Severe winter storms hit US, dozens of deaths reported


US winter

WEB DESK: The extreme weather in the United States has led to scores of weather-related deaths in the past week, many of them from hypothermia or traffic accidents, officials and US media reported on Friday.

Relentless storms have battered much of the US with low temperatures, heavy snow, ice storms, freezing rain and high winds. Affected regions include the Pacific Northwest, Midwest, Plains, South and Northeast.

Freezing temperatures, blizzard conditions and thick ice have closed schools, knocked out power to thousands and disrupted air travel. More than 1,100 flights were canceled on Friday and another 8,000 were delayed, according to the website Flightaware.com.

Deadly winter in the US


Extreme weather conditions caused at least 55 deaths across the country, according to the AP news agency. The southern state of Tennessee alone recorded 19 deaths. They included five women returning home after a pilgrimage to Mecca who died Tuesday in a tractor-trailer crash on a Pennsylvania highway, police said.

In Kentucky, in the southeast, there were five weather-related deaths, Governor Andy Beshear said in a statement on Friday.
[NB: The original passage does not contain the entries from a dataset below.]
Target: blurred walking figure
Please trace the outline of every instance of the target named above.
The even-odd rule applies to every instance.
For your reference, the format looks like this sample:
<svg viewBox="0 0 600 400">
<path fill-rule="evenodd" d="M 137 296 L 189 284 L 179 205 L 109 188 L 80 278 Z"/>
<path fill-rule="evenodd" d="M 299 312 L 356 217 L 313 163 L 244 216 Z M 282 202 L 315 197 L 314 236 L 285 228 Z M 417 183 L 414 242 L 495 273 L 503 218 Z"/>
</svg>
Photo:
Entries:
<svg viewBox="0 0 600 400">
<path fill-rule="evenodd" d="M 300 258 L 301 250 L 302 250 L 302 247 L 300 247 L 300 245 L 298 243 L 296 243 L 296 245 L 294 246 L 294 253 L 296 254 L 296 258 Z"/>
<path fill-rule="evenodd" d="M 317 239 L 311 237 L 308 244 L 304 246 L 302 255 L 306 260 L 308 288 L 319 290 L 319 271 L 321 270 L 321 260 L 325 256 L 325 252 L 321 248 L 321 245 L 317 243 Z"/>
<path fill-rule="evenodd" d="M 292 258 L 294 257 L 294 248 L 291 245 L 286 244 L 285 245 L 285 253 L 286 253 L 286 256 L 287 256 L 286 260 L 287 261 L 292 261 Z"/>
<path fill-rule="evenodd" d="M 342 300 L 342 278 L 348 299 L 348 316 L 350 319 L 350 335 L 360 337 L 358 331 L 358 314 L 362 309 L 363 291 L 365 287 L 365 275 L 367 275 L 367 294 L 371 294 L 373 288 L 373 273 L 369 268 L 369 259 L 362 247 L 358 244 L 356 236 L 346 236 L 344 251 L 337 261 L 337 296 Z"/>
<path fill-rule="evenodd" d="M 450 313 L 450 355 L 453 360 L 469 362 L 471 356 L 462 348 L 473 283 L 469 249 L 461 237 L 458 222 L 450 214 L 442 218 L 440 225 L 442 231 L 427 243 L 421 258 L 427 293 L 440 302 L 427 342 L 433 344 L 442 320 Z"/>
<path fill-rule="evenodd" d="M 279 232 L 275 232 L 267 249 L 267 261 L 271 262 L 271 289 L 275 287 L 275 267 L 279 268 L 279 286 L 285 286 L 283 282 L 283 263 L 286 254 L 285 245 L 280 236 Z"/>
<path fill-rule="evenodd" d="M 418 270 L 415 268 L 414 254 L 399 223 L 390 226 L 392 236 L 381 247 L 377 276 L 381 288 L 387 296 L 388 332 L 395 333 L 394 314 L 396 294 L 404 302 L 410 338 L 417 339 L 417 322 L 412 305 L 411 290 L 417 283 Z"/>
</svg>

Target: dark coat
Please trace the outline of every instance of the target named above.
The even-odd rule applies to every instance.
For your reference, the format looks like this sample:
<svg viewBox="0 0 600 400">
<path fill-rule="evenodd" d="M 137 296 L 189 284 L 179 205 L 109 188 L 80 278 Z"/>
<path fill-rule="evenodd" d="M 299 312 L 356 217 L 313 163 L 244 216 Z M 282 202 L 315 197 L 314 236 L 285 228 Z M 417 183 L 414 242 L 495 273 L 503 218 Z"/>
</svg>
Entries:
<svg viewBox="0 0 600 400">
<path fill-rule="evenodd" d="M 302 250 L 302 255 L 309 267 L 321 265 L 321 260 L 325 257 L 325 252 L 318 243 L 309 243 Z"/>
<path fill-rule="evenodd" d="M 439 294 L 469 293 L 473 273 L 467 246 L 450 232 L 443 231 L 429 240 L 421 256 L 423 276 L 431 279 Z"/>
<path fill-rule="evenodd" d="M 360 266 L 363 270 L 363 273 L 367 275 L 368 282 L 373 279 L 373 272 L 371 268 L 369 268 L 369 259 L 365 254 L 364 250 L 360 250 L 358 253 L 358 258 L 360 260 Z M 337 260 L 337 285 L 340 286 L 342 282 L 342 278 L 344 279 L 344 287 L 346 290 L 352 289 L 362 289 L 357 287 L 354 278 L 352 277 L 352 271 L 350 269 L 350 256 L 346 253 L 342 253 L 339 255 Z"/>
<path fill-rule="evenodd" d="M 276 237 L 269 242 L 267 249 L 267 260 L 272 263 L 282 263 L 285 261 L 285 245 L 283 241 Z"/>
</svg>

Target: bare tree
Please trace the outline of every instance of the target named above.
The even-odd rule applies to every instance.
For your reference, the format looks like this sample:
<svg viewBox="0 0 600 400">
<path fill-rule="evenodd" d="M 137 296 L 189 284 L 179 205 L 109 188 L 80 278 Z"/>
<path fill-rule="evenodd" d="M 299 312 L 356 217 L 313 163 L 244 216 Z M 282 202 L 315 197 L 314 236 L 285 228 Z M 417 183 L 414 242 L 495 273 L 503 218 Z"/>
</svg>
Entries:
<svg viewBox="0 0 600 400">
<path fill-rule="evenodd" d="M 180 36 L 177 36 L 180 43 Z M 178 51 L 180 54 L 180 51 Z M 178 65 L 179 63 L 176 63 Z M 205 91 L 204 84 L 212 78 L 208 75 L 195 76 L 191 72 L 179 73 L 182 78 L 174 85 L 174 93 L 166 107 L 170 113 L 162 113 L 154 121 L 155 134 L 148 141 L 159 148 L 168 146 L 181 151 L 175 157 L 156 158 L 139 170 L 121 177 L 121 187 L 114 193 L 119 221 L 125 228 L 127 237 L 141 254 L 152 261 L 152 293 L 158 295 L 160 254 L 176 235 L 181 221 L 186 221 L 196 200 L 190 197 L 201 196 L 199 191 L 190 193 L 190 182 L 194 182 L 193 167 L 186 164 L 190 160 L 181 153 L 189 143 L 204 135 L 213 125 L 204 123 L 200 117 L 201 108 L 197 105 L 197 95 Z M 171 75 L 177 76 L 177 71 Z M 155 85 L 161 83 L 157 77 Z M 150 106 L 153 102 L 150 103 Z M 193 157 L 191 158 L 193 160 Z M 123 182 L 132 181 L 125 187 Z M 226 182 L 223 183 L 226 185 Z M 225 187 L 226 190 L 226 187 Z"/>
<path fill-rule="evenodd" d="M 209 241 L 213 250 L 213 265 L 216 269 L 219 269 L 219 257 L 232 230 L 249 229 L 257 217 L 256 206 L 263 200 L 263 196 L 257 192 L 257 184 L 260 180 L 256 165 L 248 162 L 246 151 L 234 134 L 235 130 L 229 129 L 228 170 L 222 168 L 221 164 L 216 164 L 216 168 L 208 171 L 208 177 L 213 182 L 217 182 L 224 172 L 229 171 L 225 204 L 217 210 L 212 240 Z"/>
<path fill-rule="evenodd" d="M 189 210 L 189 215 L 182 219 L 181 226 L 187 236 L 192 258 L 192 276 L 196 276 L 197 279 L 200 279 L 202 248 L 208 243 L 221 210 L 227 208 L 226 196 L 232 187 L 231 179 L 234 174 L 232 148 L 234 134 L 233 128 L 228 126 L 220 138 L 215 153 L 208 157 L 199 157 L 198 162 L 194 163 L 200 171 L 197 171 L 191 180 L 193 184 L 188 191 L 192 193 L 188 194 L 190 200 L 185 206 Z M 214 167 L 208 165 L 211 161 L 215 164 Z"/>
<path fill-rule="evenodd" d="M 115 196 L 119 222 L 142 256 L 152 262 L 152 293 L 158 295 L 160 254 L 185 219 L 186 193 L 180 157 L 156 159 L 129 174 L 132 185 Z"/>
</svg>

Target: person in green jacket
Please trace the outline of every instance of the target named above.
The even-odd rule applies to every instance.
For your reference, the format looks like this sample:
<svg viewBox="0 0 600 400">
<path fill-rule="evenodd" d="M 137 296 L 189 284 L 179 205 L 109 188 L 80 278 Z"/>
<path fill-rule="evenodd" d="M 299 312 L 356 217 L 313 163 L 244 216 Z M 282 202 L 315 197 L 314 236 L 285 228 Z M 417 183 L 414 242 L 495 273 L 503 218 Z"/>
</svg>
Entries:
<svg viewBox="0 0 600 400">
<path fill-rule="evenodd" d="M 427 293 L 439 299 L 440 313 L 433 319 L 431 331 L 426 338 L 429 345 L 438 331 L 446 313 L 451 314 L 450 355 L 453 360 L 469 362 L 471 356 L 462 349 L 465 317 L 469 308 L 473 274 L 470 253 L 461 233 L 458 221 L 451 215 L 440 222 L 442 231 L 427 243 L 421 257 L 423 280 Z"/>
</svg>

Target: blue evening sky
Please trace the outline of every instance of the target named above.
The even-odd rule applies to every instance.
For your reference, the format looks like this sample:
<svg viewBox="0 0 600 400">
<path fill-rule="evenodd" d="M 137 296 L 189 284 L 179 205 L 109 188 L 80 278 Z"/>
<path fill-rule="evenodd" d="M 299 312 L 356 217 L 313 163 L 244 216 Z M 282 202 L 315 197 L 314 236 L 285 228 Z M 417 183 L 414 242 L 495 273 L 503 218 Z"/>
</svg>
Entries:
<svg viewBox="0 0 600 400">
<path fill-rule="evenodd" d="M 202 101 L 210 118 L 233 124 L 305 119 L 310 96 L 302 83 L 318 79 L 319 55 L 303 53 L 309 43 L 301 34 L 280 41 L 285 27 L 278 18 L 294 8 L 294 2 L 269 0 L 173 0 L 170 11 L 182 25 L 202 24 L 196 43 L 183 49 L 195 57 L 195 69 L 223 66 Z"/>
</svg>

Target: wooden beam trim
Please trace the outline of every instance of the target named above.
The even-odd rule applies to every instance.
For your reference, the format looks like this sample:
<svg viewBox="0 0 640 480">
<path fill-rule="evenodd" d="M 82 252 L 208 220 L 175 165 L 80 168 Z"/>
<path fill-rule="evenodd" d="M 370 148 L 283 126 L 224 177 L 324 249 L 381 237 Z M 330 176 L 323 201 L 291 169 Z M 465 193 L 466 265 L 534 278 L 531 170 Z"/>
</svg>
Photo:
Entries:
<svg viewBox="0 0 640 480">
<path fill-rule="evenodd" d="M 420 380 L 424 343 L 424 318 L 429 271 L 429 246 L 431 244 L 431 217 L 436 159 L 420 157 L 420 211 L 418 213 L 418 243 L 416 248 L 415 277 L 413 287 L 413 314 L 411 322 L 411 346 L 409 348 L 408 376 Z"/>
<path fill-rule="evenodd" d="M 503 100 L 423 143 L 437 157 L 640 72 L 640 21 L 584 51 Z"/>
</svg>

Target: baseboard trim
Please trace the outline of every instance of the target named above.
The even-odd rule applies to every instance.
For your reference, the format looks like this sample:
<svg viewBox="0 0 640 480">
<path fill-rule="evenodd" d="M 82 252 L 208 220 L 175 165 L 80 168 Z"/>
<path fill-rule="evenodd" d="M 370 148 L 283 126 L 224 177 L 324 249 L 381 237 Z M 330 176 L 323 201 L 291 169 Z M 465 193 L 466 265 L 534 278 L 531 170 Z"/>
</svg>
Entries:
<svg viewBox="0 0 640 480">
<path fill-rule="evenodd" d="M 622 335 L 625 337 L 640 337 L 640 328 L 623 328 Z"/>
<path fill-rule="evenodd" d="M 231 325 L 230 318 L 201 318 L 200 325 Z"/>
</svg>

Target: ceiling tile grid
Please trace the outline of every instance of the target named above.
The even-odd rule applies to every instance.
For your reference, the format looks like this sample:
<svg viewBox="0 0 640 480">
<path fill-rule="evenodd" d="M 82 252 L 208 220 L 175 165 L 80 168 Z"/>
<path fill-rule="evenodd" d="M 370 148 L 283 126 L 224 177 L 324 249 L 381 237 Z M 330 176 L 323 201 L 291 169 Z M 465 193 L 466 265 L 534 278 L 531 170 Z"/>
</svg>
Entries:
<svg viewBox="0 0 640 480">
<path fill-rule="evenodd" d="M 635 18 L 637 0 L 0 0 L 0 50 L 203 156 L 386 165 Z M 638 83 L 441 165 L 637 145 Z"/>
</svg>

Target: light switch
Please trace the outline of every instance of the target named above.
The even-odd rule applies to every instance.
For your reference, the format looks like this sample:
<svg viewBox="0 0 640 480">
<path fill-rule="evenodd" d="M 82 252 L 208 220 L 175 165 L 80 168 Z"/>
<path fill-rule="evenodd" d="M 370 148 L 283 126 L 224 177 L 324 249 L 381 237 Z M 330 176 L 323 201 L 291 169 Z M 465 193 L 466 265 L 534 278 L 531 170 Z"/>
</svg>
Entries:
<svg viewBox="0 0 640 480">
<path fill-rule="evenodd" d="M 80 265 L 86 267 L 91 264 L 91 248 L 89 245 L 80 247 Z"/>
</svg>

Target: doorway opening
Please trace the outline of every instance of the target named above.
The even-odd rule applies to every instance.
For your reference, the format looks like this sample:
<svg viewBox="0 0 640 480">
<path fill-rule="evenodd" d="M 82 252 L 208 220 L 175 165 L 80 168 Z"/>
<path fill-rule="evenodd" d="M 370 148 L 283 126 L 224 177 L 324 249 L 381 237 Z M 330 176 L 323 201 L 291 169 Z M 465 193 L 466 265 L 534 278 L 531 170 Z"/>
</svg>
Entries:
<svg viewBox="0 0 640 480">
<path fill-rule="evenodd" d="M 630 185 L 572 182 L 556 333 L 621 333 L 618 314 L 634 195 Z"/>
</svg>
In northwestern Oregon, three people were electrocuted when a live power line fell on their parked car during an ice storm Wednesday.

US: Winter storm brings ‘life-threatening’ cold

Deaths were also reported in Illinois, Kansas, New Hampshire, New York, Wisconsin and Washington state, where five people are believed to have succumbed to exposure, local media reported, citing Seattle officials.

Cold weekend in Midwest and South


Millions of Americans are bracing for another harsh weekend as the extreme cold extends into the southern United States, a region not used to cold weather.

Temperatures are expected to drop as low as -26 degrees Celsius (-15 Fahrenheit) over the weekend in much of Arkansas, Mississippi, Missouri, Tennessee, Kentucky and Kansas, the National Weather Service predicted on Friday.

“Another Arctic blast will bring cold temperatures and dangerous wind chills to the Plains and the Mississippi Valley to the eastern US,” the service said.